Invensys Rail Ltd has been selected by Network Rail Infrastructure Ltd to undertake the design and delivery of one of Britain’s biggest ever resignalling schemes at London Bridge station and on the approaching railway.

Invensys is the first of three delivery partners with whom Network Rail will form the London Bridge Area Partnership to undertake the reconstruction of the entire station and railway infrastructure at London Bridge.

Simon Kirby, Network Rail’s director of investment projects, said: “This is a great example of how we are changing the way we work to encourage more innovation, deliver projects in a smarter way and get better value for money. By involving our delivery partners at an early stage, the industry will be able to deliver one of the most complex station, track and signalling projects being undertaken on the railway network in a generation.”

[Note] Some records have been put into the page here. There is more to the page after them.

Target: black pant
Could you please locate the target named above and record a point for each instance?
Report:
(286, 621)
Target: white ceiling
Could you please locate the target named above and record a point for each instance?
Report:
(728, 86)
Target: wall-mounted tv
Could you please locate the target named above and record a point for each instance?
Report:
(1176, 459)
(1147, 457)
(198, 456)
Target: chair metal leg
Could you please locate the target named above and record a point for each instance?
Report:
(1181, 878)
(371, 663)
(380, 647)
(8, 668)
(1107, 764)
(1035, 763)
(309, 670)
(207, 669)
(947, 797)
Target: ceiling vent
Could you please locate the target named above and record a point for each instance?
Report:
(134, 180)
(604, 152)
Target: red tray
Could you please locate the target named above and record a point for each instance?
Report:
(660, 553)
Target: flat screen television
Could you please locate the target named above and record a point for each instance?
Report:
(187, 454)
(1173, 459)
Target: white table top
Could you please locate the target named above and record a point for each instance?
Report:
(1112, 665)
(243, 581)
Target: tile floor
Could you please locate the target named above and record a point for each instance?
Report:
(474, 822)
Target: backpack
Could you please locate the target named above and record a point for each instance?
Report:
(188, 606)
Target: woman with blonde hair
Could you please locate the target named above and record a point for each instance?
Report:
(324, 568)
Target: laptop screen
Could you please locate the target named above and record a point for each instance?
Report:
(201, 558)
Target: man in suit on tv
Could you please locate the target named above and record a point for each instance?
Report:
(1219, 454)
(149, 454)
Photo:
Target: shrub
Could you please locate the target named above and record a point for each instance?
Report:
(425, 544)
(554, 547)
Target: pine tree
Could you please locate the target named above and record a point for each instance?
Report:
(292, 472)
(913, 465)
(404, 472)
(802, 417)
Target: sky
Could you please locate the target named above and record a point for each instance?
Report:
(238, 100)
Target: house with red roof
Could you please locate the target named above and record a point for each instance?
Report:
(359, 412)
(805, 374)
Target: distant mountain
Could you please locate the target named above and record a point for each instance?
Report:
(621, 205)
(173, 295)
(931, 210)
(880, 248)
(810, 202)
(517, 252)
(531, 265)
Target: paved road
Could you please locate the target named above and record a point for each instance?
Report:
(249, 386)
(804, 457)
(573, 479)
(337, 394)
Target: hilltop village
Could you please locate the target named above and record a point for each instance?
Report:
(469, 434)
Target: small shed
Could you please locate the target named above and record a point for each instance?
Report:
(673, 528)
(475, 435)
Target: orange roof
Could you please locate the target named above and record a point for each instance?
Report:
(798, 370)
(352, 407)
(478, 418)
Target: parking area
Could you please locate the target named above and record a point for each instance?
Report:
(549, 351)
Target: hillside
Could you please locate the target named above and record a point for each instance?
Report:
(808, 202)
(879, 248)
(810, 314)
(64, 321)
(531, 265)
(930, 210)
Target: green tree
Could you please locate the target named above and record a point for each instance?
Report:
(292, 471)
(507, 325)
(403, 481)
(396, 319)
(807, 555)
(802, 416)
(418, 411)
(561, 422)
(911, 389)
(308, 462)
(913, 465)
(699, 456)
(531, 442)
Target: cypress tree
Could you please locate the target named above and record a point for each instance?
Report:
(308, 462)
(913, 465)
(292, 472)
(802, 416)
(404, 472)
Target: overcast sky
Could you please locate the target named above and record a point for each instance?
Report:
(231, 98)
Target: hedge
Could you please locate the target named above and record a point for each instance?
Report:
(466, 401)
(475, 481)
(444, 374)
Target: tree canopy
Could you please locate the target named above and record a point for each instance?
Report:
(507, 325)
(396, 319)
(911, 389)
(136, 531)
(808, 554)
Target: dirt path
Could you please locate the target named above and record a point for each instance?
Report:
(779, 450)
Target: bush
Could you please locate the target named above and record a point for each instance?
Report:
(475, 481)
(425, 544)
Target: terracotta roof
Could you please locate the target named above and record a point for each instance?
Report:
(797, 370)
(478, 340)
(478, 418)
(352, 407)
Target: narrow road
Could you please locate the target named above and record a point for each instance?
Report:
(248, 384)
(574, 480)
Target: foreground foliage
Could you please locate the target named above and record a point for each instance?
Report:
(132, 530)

The London Bridge resignalling scheme is a significant part of the post-Olympics work on the Thameslink Programme and is critical to delivering the increased rail capacity that London commuters so desperately need.

The scheme is the most complex and ambitious of its type ever specified by Network Rail. Invensys will provide the detailed design, installation, testing and commissioning of signalling and telecoms systems, including new automatic train operation technology under European Train Control System protocols to deliver 24 trains per hour in each direction on the Thameslink core route at completion of the programme in December 2018.

The delivery partners are being engaged early in the project life cycle to enable them to have input into the emerging designs, add critical constructability advice, and help maximise efficiencies in line with Network Rail’s objectives to deliver best value for the railway.

The Thameslink Programme reaches a key milestone in December 2011, when the first 12-car trains begin to run through central London.

The transformation of London Bridge station, and associated railway work, will get underway fully in 2013 and is scheduled to be completed in 2018. It will be the final piece of the Thameslink programme which will enable the frequency of trains to increase from 16 to 24 per hour, providing a much needed capacity boost for increasing numbers of passengers.